• @sibachian
    link
    12 years ago

    the main reasons for the move to subscription (by everyone) are as following:

    1. consumer protection laws - laws haven’t caught up, there are none for subscriptions that benefit consumers (can’t get refunded if a company choose not to refund - apple does, though).
    2. finite wallet - every company’s goal is to take a share out of your salary each month, subscriptions guarantee it, and in apples case, that’s a 30% cut. There is more money to be made if you tie your finite wallet up into their ecosystem rather than you splurging on apps when you have extra cash.
    3. skeleton crew - if you tie people up with subscriptions, you don’t have to work on active development and can hire a cheap skeleton crew to maintain the software.

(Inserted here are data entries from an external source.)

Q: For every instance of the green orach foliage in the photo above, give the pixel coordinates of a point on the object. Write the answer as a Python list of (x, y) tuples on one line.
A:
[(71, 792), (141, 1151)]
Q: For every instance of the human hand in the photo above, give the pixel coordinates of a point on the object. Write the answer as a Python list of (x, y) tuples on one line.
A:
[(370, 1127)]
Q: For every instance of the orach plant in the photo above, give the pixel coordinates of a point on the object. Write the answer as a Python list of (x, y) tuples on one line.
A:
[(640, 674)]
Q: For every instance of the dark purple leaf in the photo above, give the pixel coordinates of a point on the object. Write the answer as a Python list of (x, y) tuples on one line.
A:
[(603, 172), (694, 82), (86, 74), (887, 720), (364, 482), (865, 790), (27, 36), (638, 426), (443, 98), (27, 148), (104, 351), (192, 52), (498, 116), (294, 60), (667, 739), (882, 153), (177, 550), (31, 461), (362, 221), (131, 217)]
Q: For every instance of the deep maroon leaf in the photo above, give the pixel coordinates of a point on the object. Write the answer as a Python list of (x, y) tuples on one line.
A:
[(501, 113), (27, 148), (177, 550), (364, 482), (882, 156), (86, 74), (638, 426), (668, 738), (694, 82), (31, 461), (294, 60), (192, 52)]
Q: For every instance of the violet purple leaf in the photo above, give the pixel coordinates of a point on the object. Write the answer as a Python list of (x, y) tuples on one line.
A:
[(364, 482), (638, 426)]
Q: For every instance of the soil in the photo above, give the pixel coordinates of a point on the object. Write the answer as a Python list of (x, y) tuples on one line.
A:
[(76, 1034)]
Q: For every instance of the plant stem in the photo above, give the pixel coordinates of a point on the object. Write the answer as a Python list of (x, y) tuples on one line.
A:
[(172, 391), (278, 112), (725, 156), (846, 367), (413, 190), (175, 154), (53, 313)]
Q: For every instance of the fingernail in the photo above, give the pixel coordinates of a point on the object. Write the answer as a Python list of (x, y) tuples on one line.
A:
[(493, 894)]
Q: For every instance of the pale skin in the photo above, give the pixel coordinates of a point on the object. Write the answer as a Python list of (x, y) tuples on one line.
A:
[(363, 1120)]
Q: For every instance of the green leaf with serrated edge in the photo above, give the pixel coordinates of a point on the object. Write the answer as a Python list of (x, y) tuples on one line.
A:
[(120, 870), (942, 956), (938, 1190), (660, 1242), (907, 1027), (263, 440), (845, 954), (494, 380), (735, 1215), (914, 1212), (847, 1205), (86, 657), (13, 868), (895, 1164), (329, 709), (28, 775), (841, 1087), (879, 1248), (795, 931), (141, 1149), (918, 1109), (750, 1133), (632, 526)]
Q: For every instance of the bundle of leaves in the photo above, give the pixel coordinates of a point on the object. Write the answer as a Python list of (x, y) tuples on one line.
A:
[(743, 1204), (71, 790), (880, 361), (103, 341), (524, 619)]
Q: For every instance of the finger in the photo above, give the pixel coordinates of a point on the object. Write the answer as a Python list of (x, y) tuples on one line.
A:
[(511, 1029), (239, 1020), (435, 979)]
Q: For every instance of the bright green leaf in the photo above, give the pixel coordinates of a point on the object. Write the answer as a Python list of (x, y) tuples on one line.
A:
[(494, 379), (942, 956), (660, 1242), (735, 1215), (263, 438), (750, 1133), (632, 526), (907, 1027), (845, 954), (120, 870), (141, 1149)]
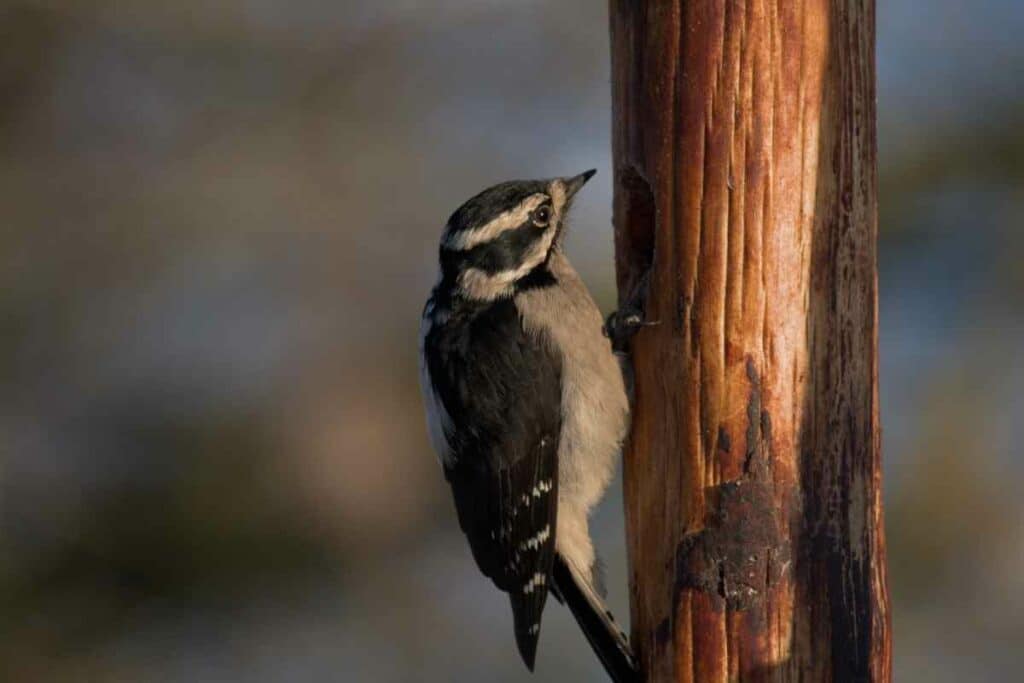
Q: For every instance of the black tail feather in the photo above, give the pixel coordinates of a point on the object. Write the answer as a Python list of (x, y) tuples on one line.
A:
[(608, 642)]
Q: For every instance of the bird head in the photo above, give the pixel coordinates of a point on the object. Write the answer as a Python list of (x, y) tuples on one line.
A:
[(504, 236)]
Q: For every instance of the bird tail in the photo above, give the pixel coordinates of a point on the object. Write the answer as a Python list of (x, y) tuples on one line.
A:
[(604, 636), (526, 610)]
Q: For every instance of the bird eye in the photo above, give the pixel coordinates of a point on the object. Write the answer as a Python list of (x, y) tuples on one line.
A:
[(542, 216)]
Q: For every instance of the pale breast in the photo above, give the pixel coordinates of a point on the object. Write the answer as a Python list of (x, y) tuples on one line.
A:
[(595, 404)]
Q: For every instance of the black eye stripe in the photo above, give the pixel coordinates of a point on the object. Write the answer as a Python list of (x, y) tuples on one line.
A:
[(506, 252)]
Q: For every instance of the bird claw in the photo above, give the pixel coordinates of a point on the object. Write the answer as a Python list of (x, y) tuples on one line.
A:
[(622, 325)]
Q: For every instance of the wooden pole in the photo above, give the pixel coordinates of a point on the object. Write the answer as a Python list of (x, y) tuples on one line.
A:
[(745, 175)]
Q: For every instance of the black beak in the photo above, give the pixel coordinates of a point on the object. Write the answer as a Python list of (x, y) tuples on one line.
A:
[(573, 184)]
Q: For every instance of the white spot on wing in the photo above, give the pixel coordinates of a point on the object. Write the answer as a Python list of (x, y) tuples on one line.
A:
[(538, 539), (537, 581)]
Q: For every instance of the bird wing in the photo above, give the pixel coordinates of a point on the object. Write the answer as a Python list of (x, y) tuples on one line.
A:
[(501, 390)]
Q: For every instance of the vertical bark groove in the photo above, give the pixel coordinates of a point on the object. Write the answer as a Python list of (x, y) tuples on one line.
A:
[(743, 142)]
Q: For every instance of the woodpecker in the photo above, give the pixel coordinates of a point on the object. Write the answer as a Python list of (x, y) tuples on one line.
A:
[(526, 406)]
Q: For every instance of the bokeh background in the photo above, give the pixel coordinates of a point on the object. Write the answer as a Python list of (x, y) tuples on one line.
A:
[(219, 223)]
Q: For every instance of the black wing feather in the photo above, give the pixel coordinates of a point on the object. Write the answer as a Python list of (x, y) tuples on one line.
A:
[(502, 388)]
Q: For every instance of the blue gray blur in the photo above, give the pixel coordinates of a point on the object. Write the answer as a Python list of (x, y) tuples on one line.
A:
[(219, 222)]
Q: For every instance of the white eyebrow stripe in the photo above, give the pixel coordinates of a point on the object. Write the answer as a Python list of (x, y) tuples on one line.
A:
[(506, 221)]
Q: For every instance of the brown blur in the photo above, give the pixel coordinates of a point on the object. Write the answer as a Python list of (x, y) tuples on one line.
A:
[(219, 222)]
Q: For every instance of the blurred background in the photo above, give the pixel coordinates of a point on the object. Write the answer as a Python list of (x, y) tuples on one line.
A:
[(219, 223)]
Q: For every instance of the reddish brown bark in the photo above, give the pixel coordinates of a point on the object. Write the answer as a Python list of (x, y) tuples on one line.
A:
[(744, 152)]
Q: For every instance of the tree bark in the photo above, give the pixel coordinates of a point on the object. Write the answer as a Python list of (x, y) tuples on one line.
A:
[(745, 191)]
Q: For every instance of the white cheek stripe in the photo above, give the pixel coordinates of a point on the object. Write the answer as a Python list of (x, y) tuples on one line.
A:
[(506, 221)]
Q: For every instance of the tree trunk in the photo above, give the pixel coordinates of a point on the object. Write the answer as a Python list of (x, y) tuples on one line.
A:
[(745, 185)]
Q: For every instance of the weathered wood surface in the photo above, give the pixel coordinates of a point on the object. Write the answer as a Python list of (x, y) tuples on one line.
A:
[(745, 176)]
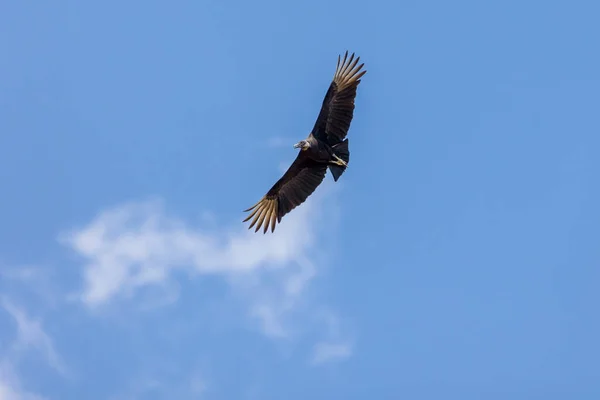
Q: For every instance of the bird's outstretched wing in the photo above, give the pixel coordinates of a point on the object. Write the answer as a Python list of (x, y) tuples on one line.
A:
[(292, 189), (337, 109)]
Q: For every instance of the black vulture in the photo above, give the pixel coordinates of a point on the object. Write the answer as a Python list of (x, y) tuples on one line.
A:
[(325, 147)]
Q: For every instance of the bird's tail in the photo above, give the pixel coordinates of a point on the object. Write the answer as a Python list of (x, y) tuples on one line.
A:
[(342, 151)]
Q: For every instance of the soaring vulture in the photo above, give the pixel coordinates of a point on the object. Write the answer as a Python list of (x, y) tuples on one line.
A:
[(325, 147)]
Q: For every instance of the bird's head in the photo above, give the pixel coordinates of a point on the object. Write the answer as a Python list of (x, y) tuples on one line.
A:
[(302, 145)]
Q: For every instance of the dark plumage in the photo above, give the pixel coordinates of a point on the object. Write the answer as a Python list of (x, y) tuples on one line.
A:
[(325, 147)]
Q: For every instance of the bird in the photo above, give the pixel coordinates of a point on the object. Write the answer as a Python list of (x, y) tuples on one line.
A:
[(325, 147)]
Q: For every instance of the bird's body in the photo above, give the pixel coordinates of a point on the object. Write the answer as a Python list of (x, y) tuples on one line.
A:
[(325, 147)]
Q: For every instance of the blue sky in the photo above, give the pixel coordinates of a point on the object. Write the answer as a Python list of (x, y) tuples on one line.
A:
[(457, 258)]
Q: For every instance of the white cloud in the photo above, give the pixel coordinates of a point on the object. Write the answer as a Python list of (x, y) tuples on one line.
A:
[(330, 351), (139, 245), (31, 335)]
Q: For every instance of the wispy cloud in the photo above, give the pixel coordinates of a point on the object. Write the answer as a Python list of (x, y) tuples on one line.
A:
[(140, 245), (330, 351), (31, 336)]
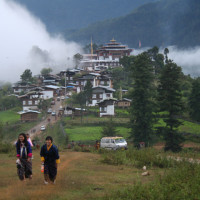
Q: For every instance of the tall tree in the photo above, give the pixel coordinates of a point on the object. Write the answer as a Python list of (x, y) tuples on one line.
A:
[(77, 58), (27, 76), (46, 71), (142, 107), (88, 92), (157, 59), (170, 99), (194, 100)]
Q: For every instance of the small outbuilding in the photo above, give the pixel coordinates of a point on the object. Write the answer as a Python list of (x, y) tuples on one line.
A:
[(124, 103), (29, 115), (106, 107)]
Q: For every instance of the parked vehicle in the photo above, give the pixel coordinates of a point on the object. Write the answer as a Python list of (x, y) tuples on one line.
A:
[(49, 111), (43, 128), (53, 113), (113, 143), (52, 102)]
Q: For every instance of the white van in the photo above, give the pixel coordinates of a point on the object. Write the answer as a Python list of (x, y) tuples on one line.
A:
[(113, 143)]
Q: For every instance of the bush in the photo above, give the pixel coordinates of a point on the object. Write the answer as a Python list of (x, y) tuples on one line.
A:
[(181, 182), (138, 158), (6, 148)]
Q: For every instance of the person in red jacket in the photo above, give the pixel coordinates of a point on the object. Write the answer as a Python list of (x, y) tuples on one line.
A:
[(50, 159), (24, 155)]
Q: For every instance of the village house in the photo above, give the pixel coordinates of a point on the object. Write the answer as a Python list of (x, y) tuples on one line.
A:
[(29, 115), (124, 103), (106, 107), (51, 80), (107, 56), (30, 101), (50, 91), (68, 75), (100, 93), (69, 111), (96, 79), (21, 87)]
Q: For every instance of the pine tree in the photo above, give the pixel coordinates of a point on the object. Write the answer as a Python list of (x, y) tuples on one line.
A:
[(88, 92), (109, 129), (170, 99), (142, 107), (194, 100)]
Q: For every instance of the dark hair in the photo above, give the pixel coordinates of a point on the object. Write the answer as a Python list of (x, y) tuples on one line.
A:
[(25, 140), (49, 138)]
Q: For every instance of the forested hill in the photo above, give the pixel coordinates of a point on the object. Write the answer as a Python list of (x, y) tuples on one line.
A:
[(163, 23), (59, 15)]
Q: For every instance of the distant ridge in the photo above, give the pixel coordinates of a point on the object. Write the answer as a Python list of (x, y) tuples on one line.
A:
[(59, 15), (162, 23)]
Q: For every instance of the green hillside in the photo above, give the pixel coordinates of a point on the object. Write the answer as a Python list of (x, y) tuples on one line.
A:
[(163, 23), (60, 15)]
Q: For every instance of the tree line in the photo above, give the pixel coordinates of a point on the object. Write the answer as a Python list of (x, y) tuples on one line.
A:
[(157, 86)]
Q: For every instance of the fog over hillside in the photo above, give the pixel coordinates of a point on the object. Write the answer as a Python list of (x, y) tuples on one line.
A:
[(188, 59), (25, 44)]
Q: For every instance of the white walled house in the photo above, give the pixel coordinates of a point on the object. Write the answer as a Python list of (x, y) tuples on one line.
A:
[(106, 107), (30, 101), (47, 94), (100, 93), (50, 91)]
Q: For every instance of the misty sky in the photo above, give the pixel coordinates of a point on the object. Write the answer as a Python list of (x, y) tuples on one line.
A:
[(25, 44)]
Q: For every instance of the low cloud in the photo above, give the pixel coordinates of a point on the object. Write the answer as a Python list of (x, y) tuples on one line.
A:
[(25, 44), (188, 59)]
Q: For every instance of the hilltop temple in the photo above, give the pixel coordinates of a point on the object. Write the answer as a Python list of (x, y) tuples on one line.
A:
[(106, 56)]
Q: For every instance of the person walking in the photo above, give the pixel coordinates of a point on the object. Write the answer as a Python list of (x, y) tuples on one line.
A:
[(50, 159), (29, 139), (24, 155)]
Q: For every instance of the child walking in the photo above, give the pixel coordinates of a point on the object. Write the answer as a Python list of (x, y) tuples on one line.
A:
[(50, 158), (24, 154)]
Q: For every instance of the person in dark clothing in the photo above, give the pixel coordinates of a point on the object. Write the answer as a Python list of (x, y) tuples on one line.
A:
[(50, 158), (24, 155)]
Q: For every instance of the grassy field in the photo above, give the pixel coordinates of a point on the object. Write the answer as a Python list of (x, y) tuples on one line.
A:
[(187, 127), (9, 116), (84, 133), (105, 176), (80, 176)]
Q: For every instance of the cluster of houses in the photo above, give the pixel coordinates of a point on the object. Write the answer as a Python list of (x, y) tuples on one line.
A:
[(49, 86)]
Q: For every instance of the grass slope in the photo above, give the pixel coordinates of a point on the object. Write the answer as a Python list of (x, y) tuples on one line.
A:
[(84, 133)]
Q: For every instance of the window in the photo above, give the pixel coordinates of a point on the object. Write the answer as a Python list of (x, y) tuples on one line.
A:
[(103, 109), (107, 95)]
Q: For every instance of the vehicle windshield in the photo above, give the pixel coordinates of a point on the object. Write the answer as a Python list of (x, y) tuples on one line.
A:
[(120, 140)]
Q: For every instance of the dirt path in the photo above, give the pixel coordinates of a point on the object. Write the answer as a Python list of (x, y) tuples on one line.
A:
[(35, 188), (48, 120)]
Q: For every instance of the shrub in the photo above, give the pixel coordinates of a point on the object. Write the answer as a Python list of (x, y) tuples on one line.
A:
[(138, 158), (6, 148)]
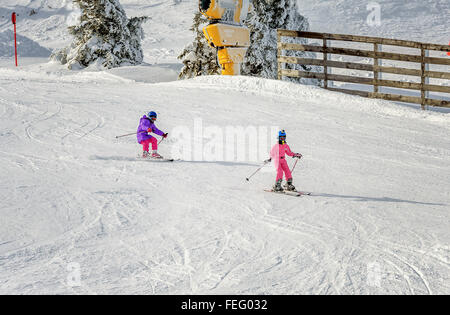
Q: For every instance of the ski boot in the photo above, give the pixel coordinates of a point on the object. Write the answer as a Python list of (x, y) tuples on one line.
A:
[(277, 187), (155, 155), (288, 186)]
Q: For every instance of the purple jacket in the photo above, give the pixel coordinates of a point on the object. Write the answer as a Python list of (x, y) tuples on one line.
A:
[(144, 125)]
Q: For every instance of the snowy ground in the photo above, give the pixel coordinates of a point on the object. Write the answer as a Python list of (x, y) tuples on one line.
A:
[(76, 202), (72, 194)]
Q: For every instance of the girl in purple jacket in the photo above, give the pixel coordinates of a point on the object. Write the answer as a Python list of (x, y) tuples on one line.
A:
[(146, 126)]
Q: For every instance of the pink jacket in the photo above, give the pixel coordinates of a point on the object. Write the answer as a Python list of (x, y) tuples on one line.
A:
[(278, 152)]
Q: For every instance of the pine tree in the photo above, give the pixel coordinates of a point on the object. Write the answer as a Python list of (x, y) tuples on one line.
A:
[(266, 17), (261, 60), (198, 57), (104, 36)]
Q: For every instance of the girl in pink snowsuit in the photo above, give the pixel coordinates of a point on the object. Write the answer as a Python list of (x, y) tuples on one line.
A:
[(278, 155)]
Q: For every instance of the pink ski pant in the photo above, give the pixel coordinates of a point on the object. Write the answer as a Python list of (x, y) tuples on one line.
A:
[(146, 144), (283, 167)]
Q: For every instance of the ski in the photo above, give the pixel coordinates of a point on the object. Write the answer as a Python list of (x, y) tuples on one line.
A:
[(139, 157), (290, 193)]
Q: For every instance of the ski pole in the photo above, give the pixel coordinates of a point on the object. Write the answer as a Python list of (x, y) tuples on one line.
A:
[(130, 134), (161, 140), (248, 178), (295, 164)]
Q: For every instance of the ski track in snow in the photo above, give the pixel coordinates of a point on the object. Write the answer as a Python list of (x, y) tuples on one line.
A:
[(71, 193)]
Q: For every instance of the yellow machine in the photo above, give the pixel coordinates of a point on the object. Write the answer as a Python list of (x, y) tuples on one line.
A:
[(226, 31)]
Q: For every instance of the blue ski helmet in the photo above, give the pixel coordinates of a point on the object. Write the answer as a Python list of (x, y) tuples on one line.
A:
[(152, 114)]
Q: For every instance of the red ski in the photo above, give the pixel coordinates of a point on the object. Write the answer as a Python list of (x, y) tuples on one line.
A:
[(290, 193)]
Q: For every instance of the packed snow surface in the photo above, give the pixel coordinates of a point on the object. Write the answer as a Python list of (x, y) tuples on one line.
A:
[(81, 214), (73, 195)]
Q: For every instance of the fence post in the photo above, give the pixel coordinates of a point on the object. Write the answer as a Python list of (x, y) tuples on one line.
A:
[(376, 65), (279, 53), (325, 67), (424, 79)]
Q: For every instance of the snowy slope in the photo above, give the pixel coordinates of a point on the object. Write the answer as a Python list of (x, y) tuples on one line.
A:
[(74, 199), (72, 195)]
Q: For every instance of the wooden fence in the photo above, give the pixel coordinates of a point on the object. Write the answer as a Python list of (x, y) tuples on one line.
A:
[(377, 55)]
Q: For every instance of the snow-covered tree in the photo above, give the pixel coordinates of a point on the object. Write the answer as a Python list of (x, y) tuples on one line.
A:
[(261, 60), (266, 17), (198, 57), (104, 35)]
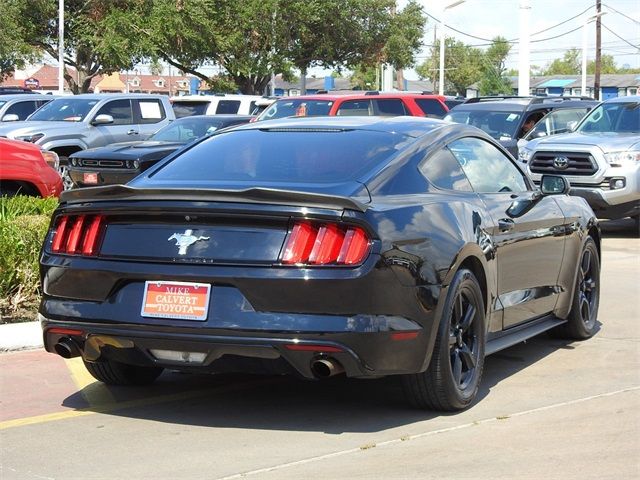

    but yes, i’m well aware that they operate on walled garden principle. who isn’t? but that’s literally capitalism, exercised by a capitalist company. right to repair is the exact same principle. while i disagree with both practices, they aren’t unethical, they are required by the concept of capitalism. it’s literally playing by the rules of capitalism. beyond these two political moves, which aren’t unethical, just capitalism at work (which could be argued to be unethical - but that’s a different discussion altogether); they do a lot of work on privacy for their platform, work that doesn’t matter, they’d still make billions with or without the gesture. they actively CHOOSE to protect user privacy, for no benefit to themselves and their platform other than looking pretty to consumers, consumers who would buy their stuff regardless of their effort. and hey, are you really going to say it’s a bad thing they’re fucking with both spotify and facebook?

    when did they fuck over independent developers?